Description du sujet de thèse

The plasma theory team at CPHT is actively involved in fusion plasma research, which is of vital importance for several reasons: nuclear fusion offers a virtually unlimited, clean, and safe energy source. The fuel for nuclear fusion is abundant and easy to obtain. Moreover, nuclear fusion does not produce greenhouse gases or long-lived radioactive waste.
Mastering nuclear fusion represents an immense scientific and technological challenge. Recent progress is promising and supported by the development of large-scale facilities designed to confine the plasma using intense magnetic fields (tokamaks and stellarators).
The plasma theory team at CPHT specializes in developing models and numerical simulation tools, relying on simplified models to reduce computational time and facilitate result analysis, and on more sophisticated simulation codes to account for the complex physical phenomena occurring in plasmas. The plasma theory team is proposing a PhD project focused on optimizing stellarator design.
Until now, tokamaks, such as the experimental ITER reactor, have been leading the race in magnetic confinement fusion research, but in recent years, another type of toroidal magnetic confinement device, the stellarator, has emerged as a credible alternative. Invented in the 1950s like the tokamak, the stellarator has the advantage of not requiring the millions of amperes of current that circulate in tokamak plasmas.

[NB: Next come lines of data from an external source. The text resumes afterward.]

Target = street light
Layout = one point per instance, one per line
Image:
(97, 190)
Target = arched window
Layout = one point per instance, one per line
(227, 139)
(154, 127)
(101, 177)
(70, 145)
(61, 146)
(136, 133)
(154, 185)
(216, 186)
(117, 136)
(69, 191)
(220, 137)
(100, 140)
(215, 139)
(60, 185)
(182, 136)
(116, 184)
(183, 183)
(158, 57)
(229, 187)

On the other hand, the electromagnetic coil structures are extremely complex and generally not confined to a single plane. Designing a stellarator first requires optimizing the three-dimensional topology of the magnetic field with respect to a number of physical and mechanical objectives, and then computing a set of electromagnetic coils that generate this configuration, taking into account the field perturbations caused by plasma pressure. Since plasma pressure—and therefore nuclear reactivity—is limited by magnetic pressure, high-temperature superconductors (HTS) open the possibility for more compact machines. However, a machine with higher power density and stronger magnetic fields faces mechanical and thermal challenges related to the confinement vessel. The goal of the PhD is to identify a minimum size for a high-field stellarator, considering these constraints.
The PhD will take place in several phases:
A bibliographic phase to become familiar with stellarator-specific concepts and optimization targets, as well as to acquire simulation tools for 3D equilibrium (e.g., the VMEC code) and coil design (e.g., the REGCOIL code).
Development of a stellarator optimization code based on these numerical tools. The code should focus on satisfying the most critical constraints related to stellarator size: neutron shielding, heat exhaust, and mechanical stresses on the coils.
Determination of a minimum size for a given configuration type, as a function of magnetic field strength.
Today, the very large size of stellarators is one of the major obstacles to their viability as reactors. The size (and cost) reduction enabled by HTS is not yet well understood, and this PhD will contribute to clarifying this crucial issue for the development of controlled thermonuclear fusion.

Contexte de travail

The PhD will take place within the plasma theory team at the Centre de Physique Théorique of École Polytechnique. Daily supervision is provided, as the PhD student will be based in the same laboratory as the advisors. Weekly meetings are organized, but the student is encouraged to meet with the advisors as often as needed. The work is closely guided during the initial (bibliographic and exploratory) phase and gradually left more to the student's initiative as the research progresses. In addition, the group currently supervises other PhD students, with whom scientific interactions are expected to develop. Finally, a thesis advisory committee meets annually.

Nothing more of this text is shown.